A short hike with Laura up to the mirador (lookout point) that evening delivered one of those unexpected fun moments, when two pairs of dancers changed into their finest and proceeded to be filmed for a video of some kind.
It also delivered a sunset like no other.
Potosí is a trip. At 4 060m above sea level, it is the highest city in the world. You very quickly unlearn fast walking and take up the locals’ languid pace. The one-way streets are narrow but the colonial architecture is intact, making for an entirely unexpected juxtaposition of elegant and rowdy. At noon every day, the school kids get their break, and the streets become so crowded that you are often pushed into the street, into the cars and buses and other people. The streets heave with chatter and faces and arms and legs and juice sellers and donut sellers. There are loads and loads of ornate cathedrals, and their spires poke out above the din and the buildings around every corner.
Potosí is built into a valley, much like La Paz, and again the houses – many unfinished, especially down towards the bottom – blend into the mountains and it’s hard to make out where city ends and raw earth begins. I stayed for two nights, just drinking in the chaos and looking for new shoes, for my old ones had bitten the dust:
I was swindled out of a bit of money in Potosí, but that’s hardly a thorn in the side now. First, the taxi took me to the wrong terminal and was already long gone when I realised I was in the wrong place.
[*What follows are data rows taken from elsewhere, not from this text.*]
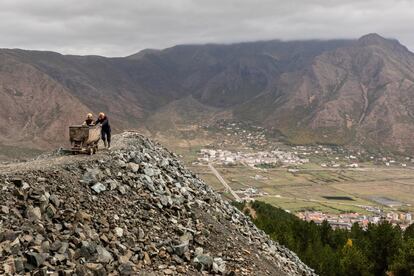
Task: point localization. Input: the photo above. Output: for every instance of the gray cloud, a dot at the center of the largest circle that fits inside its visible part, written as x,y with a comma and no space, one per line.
122,27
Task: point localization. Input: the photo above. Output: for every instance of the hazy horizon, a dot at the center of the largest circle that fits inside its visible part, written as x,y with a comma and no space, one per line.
117,29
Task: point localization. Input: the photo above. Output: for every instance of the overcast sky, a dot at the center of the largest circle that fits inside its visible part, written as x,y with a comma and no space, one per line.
123,27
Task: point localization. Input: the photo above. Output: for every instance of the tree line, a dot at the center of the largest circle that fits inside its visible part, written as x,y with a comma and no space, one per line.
380,249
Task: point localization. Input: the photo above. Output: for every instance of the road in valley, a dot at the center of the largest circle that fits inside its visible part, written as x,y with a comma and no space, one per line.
221,179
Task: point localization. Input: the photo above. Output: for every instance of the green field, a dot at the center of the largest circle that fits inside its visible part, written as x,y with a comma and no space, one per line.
307,188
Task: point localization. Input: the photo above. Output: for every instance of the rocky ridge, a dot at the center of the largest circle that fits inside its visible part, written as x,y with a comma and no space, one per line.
133,211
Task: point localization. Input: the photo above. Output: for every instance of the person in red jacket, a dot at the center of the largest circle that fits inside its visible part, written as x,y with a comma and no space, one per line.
89,120
106,129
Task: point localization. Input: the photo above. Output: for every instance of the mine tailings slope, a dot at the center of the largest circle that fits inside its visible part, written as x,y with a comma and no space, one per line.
132,211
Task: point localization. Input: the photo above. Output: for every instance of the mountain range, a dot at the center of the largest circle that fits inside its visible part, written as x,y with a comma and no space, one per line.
334,91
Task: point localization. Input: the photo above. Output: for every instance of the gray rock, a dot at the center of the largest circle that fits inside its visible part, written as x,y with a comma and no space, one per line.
33,213
98,187
203,262
104,256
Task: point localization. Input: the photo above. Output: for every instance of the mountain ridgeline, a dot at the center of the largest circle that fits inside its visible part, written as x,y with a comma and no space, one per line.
338,91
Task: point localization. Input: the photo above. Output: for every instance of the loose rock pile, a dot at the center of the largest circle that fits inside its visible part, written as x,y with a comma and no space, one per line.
133,211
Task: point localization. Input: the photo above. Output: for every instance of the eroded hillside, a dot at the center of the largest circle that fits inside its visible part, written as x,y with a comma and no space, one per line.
135,209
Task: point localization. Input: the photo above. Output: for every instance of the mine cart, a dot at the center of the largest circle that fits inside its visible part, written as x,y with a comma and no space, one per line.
84,139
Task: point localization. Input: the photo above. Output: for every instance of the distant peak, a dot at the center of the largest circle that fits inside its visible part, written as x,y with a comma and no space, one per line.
376,39
372,38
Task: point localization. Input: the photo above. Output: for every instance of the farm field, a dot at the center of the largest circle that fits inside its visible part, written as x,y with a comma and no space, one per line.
310,186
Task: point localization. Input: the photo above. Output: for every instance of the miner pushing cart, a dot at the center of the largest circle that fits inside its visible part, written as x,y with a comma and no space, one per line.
84,138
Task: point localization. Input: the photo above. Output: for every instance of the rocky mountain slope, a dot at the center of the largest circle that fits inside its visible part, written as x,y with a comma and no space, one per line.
339,91
132,211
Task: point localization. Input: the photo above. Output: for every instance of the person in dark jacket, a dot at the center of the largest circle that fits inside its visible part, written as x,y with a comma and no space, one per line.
106,129
89,120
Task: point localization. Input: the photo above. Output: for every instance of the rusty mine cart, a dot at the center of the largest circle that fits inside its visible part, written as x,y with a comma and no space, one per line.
84,139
Then, 10 minutes before departing, I decided to look at the ticket I’d bought the day before. They had sold me a ticket for the previous day, and I had not only missed that bus but also didn’t have a ticket for the ride leaving in 10. The loss was only about Bs25 in all, and they did give me a Bs2 discount on the new ticket’s fare, and by the time I got to Sucre all was forgiven and forgotten.
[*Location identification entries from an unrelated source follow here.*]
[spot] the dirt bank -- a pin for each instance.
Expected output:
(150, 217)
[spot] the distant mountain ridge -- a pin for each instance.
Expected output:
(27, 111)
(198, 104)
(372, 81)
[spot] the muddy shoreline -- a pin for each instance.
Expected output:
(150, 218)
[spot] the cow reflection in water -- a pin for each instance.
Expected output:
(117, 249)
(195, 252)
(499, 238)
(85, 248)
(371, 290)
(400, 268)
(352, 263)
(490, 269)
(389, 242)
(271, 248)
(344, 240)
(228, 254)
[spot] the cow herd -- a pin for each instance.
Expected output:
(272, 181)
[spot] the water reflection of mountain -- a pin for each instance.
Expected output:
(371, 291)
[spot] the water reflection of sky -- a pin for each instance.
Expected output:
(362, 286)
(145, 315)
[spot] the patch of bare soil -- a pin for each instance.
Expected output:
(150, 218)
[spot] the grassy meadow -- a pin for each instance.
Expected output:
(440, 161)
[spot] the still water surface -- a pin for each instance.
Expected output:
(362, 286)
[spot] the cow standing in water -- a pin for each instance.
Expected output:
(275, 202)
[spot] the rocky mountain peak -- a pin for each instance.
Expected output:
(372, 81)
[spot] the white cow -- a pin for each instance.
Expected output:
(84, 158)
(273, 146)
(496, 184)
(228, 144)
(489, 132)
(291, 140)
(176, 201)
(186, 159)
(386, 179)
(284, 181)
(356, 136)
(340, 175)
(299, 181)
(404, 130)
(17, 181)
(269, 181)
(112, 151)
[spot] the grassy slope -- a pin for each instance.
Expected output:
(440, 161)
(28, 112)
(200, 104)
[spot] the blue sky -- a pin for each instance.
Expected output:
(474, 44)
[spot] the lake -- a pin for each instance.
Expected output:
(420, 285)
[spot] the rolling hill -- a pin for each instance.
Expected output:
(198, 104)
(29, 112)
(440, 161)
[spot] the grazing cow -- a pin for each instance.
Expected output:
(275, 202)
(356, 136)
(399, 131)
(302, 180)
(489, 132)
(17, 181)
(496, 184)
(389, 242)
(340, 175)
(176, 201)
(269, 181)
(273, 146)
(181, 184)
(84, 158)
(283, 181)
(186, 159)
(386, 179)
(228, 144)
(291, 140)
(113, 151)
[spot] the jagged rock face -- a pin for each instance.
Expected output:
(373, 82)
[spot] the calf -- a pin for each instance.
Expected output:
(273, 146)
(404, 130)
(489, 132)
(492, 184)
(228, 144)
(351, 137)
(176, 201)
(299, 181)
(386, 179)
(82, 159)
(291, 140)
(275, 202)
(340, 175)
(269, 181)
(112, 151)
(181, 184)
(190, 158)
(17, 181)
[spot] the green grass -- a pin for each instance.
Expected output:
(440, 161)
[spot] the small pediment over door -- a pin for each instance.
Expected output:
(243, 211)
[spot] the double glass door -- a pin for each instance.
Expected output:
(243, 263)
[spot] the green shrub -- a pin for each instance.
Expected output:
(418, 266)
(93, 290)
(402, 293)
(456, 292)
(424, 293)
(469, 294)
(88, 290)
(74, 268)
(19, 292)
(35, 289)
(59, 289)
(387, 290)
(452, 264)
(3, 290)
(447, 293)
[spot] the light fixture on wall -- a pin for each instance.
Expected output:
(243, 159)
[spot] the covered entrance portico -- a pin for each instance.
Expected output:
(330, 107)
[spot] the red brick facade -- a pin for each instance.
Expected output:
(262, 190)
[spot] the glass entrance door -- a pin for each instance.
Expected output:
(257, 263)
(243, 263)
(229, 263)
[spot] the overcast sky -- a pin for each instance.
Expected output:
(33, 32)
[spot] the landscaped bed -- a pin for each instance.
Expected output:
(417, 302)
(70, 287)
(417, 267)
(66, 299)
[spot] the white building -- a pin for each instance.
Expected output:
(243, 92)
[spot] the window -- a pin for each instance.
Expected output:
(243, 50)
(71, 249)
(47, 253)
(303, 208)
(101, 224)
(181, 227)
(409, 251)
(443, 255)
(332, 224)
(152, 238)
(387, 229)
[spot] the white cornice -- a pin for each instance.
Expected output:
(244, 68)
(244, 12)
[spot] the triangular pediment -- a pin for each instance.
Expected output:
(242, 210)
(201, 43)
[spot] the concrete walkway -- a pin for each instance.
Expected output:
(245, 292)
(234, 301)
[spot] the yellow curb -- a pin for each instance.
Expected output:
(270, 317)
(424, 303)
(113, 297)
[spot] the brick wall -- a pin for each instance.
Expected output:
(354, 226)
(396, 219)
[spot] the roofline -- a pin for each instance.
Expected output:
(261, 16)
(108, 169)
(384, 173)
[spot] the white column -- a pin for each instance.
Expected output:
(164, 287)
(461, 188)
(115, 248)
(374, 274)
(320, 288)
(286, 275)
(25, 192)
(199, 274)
Things started changing on the way to Sucre. Actual trees – trees! – started appearing in the hard brown ground. Things were getting green. Then, approaching the town, a river fed rows and rows of plantations, big trees throwing big shade, more humidity and a cool, fresh breeze lifting some of the oppressive dryness of the previous days.
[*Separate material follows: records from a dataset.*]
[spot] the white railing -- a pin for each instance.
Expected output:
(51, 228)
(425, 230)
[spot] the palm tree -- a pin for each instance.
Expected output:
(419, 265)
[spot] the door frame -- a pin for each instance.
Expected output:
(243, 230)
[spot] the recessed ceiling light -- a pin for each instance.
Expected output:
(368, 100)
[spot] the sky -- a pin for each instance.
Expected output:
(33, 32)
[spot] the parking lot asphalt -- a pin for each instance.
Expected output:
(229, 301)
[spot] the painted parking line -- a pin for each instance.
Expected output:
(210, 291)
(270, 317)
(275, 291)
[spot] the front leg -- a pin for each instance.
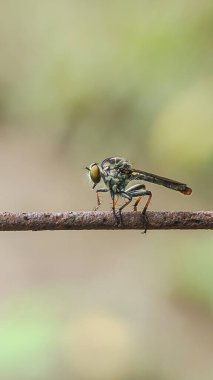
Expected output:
(137, 191)
(104, 190)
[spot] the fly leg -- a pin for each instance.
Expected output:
(114, 201)
(104, 190)
(140, 191)
(129, 197)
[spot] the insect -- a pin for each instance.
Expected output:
(117, 172)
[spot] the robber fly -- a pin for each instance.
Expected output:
(117, 172)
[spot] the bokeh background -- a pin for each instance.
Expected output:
(80, 81)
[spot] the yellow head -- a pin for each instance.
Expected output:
(94, 173)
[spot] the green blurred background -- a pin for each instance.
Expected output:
(81, 81)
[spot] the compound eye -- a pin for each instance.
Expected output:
(95, 173)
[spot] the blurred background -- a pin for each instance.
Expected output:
(81, 81)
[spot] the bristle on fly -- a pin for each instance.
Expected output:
(187, 191)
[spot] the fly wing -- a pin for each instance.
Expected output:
(154, 178)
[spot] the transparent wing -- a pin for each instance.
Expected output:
(154, 178)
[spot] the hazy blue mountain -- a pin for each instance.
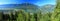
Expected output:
(47, 8)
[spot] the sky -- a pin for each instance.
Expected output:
(36, 2)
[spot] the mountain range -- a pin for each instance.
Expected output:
(29, 7)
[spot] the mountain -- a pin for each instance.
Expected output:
(26, 6)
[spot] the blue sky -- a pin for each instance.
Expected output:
(37, 2)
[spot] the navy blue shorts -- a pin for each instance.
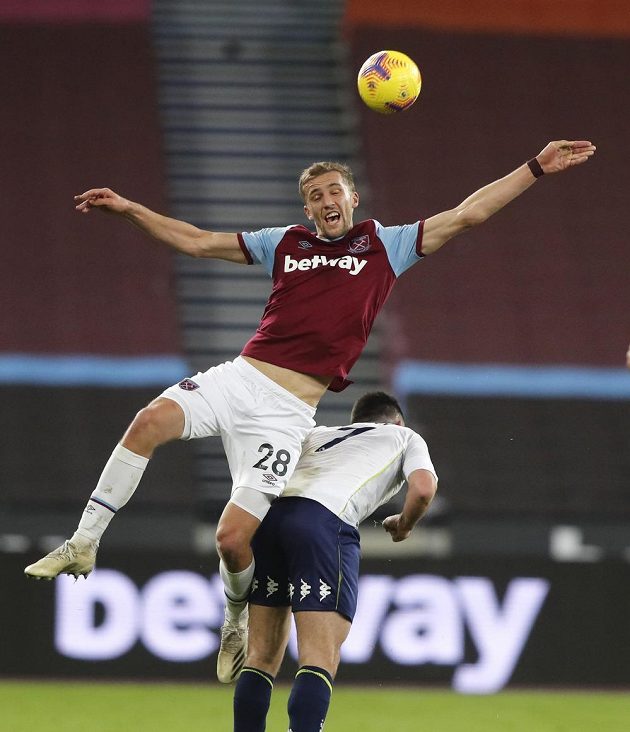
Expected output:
(306, 558)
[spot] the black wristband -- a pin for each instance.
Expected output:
(535, 167)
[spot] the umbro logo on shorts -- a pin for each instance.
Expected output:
(188, 385)
(359, 244)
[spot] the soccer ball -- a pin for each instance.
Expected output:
(389, 81)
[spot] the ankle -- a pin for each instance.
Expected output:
(81, 541)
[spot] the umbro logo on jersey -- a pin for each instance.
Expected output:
(188, 385)
(359, 244)
(352, 264)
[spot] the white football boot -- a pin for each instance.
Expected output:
(233, 650)
(69, 558)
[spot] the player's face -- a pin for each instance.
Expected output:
(330, 204)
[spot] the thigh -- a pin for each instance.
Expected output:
(265, 443)
(270, 587)
(320, 636)
(268, 637)
(323, 556)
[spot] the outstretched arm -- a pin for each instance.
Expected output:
(421, 487)
(179, 235)
(554, 158)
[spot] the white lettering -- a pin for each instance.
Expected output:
(289, 263)
(374, 596)
(352, 264)
(418, 619)
(78, 633)
(499, 633)
(177, 610)
(428, 627)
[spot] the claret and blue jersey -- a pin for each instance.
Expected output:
(326, 294)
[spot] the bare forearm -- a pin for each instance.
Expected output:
(179, 235)
(478, 207)
(486, 201)
(420, 491)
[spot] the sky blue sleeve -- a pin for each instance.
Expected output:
(262, 245)
(402, 244)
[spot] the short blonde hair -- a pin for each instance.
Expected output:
(317, 169)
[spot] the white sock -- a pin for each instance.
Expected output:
(236, 586)
(117, 484)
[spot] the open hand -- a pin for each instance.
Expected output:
(562, 154)
(103, 198)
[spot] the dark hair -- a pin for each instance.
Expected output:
(376, 406)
Sucre is the cool respite of an oasis personified. It was a taste of things to come. It is a gorgeous city, a student town, with two or three beautiful green plazas, fantastic architecture, music in the streets every night, fabulously walkable with a massive central market and great shopping opportunities – I let my hair down for the first time on this trip and actually bought stuff! Now it is the small matter of whether or not to carry it around for four months, or risk sending it home …
Bolivia has not been easy, nor comfortable, nor without its curveballs. I am debating whether or not to relay in detail the tale of the travel journal that was forgotten on the bus, of the dreadful 3am devastation in Samaipata when the forgetting was discovered, the half an hour of processing the consequences and crying in the street, trying to fend off a drunk guy, yearning for my mother and father’s voices but not having the coins to call home – the book would never happen, my investment of time and money this year would amount to nothing, I would never be a writer, I would return to some desk, destined to live another 40 years of loveless disappointment – and then the out-of-nowhere, balls-to-the-wall pursuit of that journal all the way to Santa Cruz (a shit hole), and the momentary lapse of atheism, and the finding of the book, and the incredulous tears of relief and the week in paradise that followed.
Bolivia has been really, really tough, but I guess now I know the true nature of a love/hate relationship – it’s when everything goes wrong but you keep getting lucky. Bolivia has taught me to never give up.